Raphael

A stylish chartered accountant, Raphael shares his curated collection with Loom, blending militaria, Ivy style, and 1940s-50s tailoring. His versatile pieces reveal a passion for history and timeless elegance, making him a true icon of refined fashion.

Photography by Paul Smith

Fashion Editor: Nicki Black

Photo Assistant: Petros Poyiatgi

All vintage clothing is from Raphael's collection.

1940s glasses, a US Air Force WW2 Capri Lucky Bell, a khaki Grenfell shooting jacket by Cordings, a bow tie by E. Tautz, a CWC Mellor 72 watch, a Uniqlo shirt, a 'preppy straps' belt made from an old tie, and 1940s/50s Ghurka shorts.

Loom: How would you describe your style?

Raphael: Militaria meets Ivy, viewed through a distinctly British lens.

Do you focus on a specific era, brand, or style when collecting?

My eye tends to favour tailoring from the 1940s and 1950s.

That said, my style is less about fidelity to a specific era and more a conversation between silhouettes and textures.

What’s the most prized item in your collection?

I maintain a deliberately limited wardrobe, so I prize versatility.

A pair of orphaned 1950s Australian Battle Dress trousers has earned its keep.

Do you draw inspiration from films, music, or subcultures?

Absolutely.

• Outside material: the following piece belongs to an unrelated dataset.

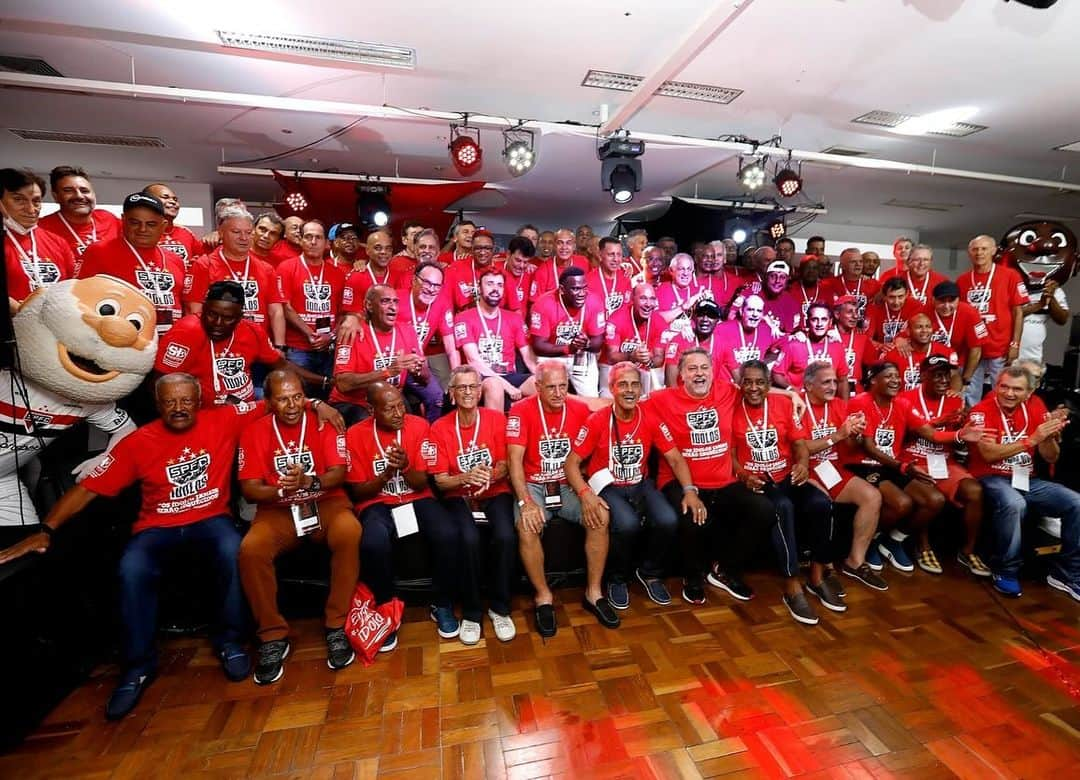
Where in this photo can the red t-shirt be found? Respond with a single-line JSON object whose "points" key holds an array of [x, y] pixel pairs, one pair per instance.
{"points": [[920, 290], [545, 276], [269, 446], [373, 350], [545, 435], [1007, 428], [736, 346], [35, 260], [628, 457], [356, 284], [615, 292], [910, 367], [516, 290], [158, 273], [498, 338], [821, 421], [313, 293], [187, 348], [367, 444], [921, 412], [104, 226], [458, 451], [185, 475], [797, 354], [883, 325], [623, 333], [258, 279], [885, 427], [765, 444], [183, 243], [961, 332], [994, 295], [432, 324], [551, 320], [701, 429]]}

I'd be remiss not to mention films like The Godfather, Phantom Thread, Casablanca, Taxi Driver, North by Northwest, and The Grand Budapest Hotel.

I’m also drawn to illustrations and photography from the Jazz Age, old Hollywood, and the Ivy Style and West Coast jazz scene of the 1950s.

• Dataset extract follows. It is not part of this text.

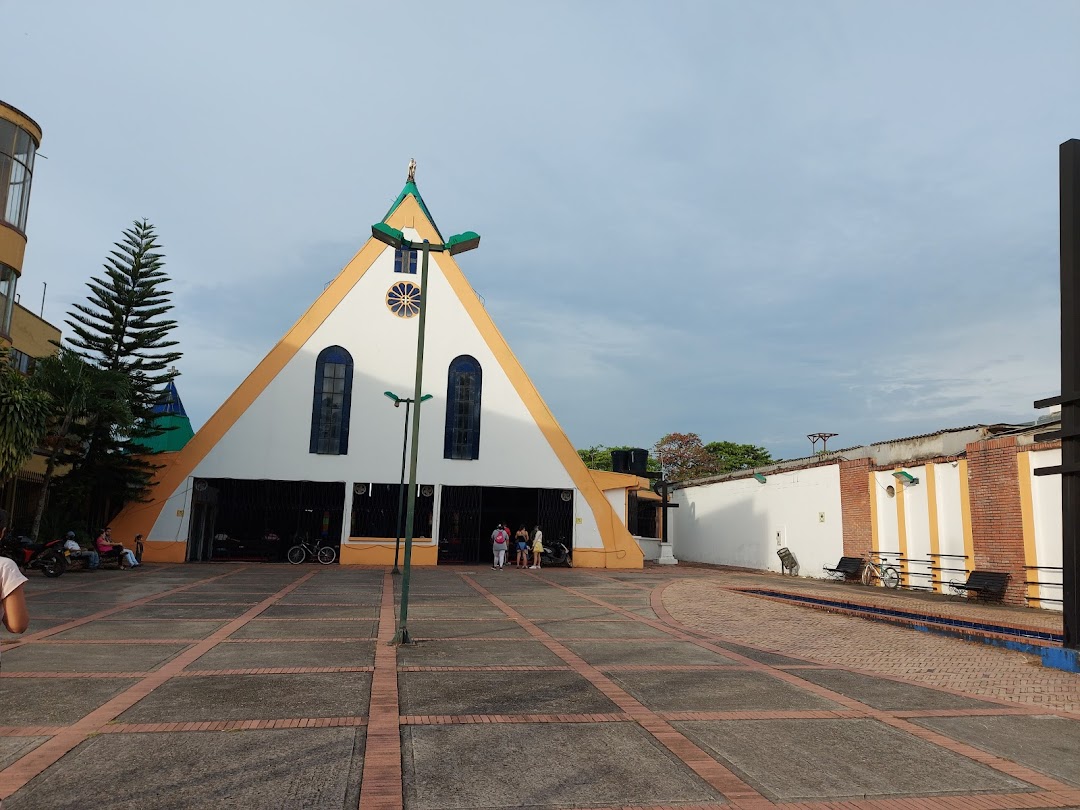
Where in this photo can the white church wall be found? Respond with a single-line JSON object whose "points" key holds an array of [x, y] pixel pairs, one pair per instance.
{"points": [[270, 440], [742, 522]]}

Grey wide-leg trousers by Chester Cordite, a Tottenham Hotspur football shirt (1940s remake), Grenson loafers, a Buzz Rickson hat (remake), and an Anderson’s belt.

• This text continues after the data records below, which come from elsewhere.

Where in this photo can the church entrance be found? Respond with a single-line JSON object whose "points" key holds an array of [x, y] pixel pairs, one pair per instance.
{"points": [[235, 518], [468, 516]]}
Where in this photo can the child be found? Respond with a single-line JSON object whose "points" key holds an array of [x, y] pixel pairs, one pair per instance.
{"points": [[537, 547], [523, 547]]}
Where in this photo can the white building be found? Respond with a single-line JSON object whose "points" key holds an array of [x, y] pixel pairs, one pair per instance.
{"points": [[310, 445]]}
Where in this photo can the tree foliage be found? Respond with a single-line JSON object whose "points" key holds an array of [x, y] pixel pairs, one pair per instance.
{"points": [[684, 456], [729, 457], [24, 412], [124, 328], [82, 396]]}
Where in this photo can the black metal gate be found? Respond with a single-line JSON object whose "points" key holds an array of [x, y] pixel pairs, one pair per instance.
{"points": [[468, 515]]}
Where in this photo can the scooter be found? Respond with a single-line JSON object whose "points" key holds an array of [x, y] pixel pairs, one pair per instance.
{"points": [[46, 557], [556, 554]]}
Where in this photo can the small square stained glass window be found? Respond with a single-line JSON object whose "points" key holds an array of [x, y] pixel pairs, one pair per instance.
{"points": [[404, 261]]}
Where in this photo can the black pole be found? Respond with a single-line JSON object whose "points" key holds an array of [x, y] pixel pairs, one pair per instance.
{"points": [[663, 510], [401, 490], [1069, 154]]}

Where do you usually find your pieces?

I tend to do extensive research online, which has led me to vintage dealers, surplus warehouses, and private collections across the world.

What do you think clothing says about a person?

Clothing is an outward expression of how one sees oneself or how one hopes to be seen.

As Mark Twain, in his oft-quoted (though possibly apocryphal) wisdom, put it: 'Clothes make the man.' Naked people have little or no influence on society.'

Who are your biggest style influences or icons?

Fred Astaire, Pablo Picasso, Ralph Lauren, Bruce Boyer and Gianni Agnelli.

What’s the rarest or hardest-to-find item you’ve acquired?

A pair of 1937 U.S. Army (CCC) denim trousers; rare, rugged, and treated with a level of reverence I doubt their original maker anticipated.

What piece of clothing would you most want to own in your collection if money was no object?

Sir Winston Churchill’s chalkstripe siren suit by Henry Poole & Co. Equal parts eccentric and functional.

Navy blazer by John Simons; pocket square and tie by HN White; linen shirt by Cordings; trousers are 1950s Commonwealth battle dress; Khaki French military motorcycle dispatch coat from the late 1940s/50s; brogues by Cheaneys.

Navy 1940s Commonwealth sailor trousers, Breton T-shirt by St James, black derby shoes from Cheaneys, red scarf from the V&A, and 1970s parachutist bag from the French military.

Rowing blazer by John Simons; pink linen shirt by Cordings; red wool tie by N.Peal; shoes by Paraboot.